To me, that sounds bad. If the same number of people whose data the NSA currently collects via dragnet Internet surveillance were undergoing that pre-Internet surveillance, it would be farcical, like a caricature of the worst secret police imaginable. I do not want to live in a country where the government is following most people around and archiving their lives’ details. It sounds like a bit of an overreach. But that is essentially, in my opinion, the pre-Internet version of today’s dragnet surveillance.

Compare the totalitarian surveillance described above with its modern digital cousin:

The main difference between the two surveillance operations is the collection mechanism. Yes, it would be worse if the government physically followed you around to collect your data, but the collection of your data is not inherently problematic. The potential actions of an unjust entity possessing your data is the main problem, and thus government access to the data by whatever means is the concern of digital privacy advocates. The collection process has simply been privatized. Data must be collected for it to be abused. Opposing collection is a means of opposing the ultimate abuse.

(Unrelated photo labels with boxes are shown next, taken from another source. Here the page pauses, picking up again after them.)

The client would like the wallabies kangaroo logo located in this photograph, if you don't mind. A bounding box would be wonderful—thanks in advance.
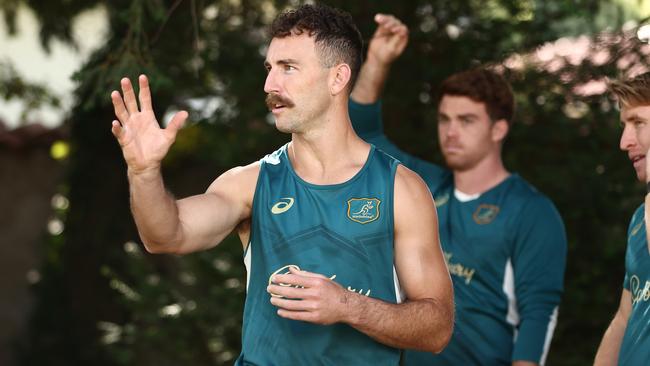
[348,198,381,224]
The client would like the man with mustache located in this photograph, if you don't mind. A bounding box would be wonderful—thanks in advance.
[350,14,566,366]
[111,5,453,365]
[594,73,650,366]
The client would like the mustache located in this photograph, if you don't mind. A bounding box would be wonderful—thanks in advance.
[266,93,295,110]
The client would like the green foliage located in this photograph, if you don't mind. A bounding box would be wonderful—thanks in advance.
[0,61,61,121]
[8,0,641,365]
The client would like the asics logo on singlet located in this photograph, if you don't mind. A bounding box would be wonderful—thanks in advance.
[271,197,294,215]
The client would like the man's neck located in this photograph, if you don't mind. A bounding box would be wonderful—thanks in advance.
[454,155,510,195]
[288,101,370,184]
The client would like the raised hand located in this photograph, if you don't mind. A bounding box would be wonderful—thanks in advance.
[111,75,188,173]
[368,14,409,65]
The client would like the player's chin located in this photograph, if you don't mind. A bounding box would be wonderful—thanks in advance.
[636,169,648,183]
[445,155,469,171]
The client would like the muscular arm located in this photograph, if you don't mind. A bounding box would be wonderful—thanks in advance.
[111,75,254,253]
[268,166,454,353]
[347,166,454,353]
[594,289,632,366]
[351,14,408,104]
[129,163,259,254]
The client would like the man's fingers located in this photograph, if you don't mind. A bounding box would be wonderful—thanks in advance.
[166,111,188,135]
[138,75,153,111]
[111,121,124,141]
[289,267,329,280]
[278,309,315,323]
[111,90,129,124]
[266,285,308,301]
[120,78,138,114]
[273,273,314,288]
[271,297,314,311]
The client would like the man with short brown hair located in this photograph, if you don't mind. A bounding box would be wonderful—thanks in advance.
[350,14,566,366]
[111,5,453,366]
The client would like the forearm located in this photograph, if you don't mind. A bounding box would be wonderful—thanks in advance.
[594,317,626,366]
[128,168,182,253]
[345,293,454,353]
[350,57,390,104]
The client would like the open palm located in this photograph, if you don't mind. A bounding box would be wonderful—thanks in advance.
[111,75,187,172]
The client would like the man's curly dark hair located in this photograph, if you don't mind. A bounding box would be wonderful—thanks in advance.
[439,68,515,125]
[270,4,363,91]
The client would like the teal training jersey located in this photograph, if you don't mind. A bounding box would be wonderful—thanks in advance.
[350,98,567,366]
[236,145,401,366]
[618,205,650,366]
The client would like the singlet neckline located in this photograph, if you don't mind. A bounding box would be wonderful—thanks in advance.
[454,173,519,203]
[282,143,375,189]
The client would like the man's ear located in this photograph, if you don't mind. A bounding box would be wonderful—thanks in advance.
[330,63,352,95]
[492,119,510,142]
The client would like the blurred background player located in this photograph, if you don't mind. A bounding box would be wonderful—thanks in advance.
[350,14,567,366]
[595,73,650,366]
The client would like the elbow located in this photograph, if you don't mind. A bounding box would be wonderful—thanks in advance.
[424,305,454,354]
[141,237,184,255]
[425,320,454,354]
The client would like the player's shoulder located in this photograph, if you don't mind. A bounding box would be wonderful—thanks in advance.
[395,164,431,198]
[629,203,645,230]
[259,143,289,165]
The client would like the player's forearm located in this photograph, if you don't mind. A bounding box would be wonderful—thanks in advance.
[345,293,454,353]
[351,57,390,104]
[128,168,181,253]
[594,316,626,366]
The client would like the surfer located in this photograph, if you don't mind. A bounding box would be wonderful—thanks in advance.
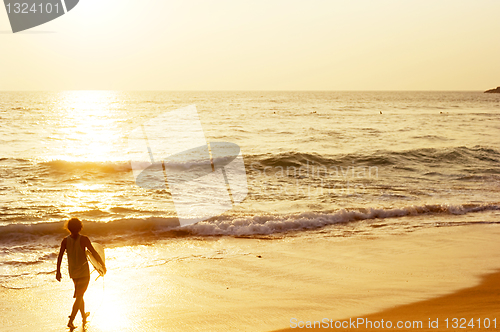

A slight twist on the scenario outlined above is if you were keeping your personal data (where you went, who you spoke to, what you did for leisure) in a journal as you went about your day, and the government wanted to read your journal. The journal is your personal property and is afforded protection from warrantless search by the Fourth Amendment. I consider your data like that personal effect. Some view your personal data as business data owned by the firms whose services you use. You “generate” it but it’s the business that is processing and storing it, which costs money, and it’s used by the services in various ways. I am sympathetic to this view, but if only one designation can be afforded I think personal property should win over business data in light of the potential abuse.

The mechanism of the data collection is immaterial to the question of privacy. Keeping in mind the pre-Internet version of how surveillance would work helps clarify that point.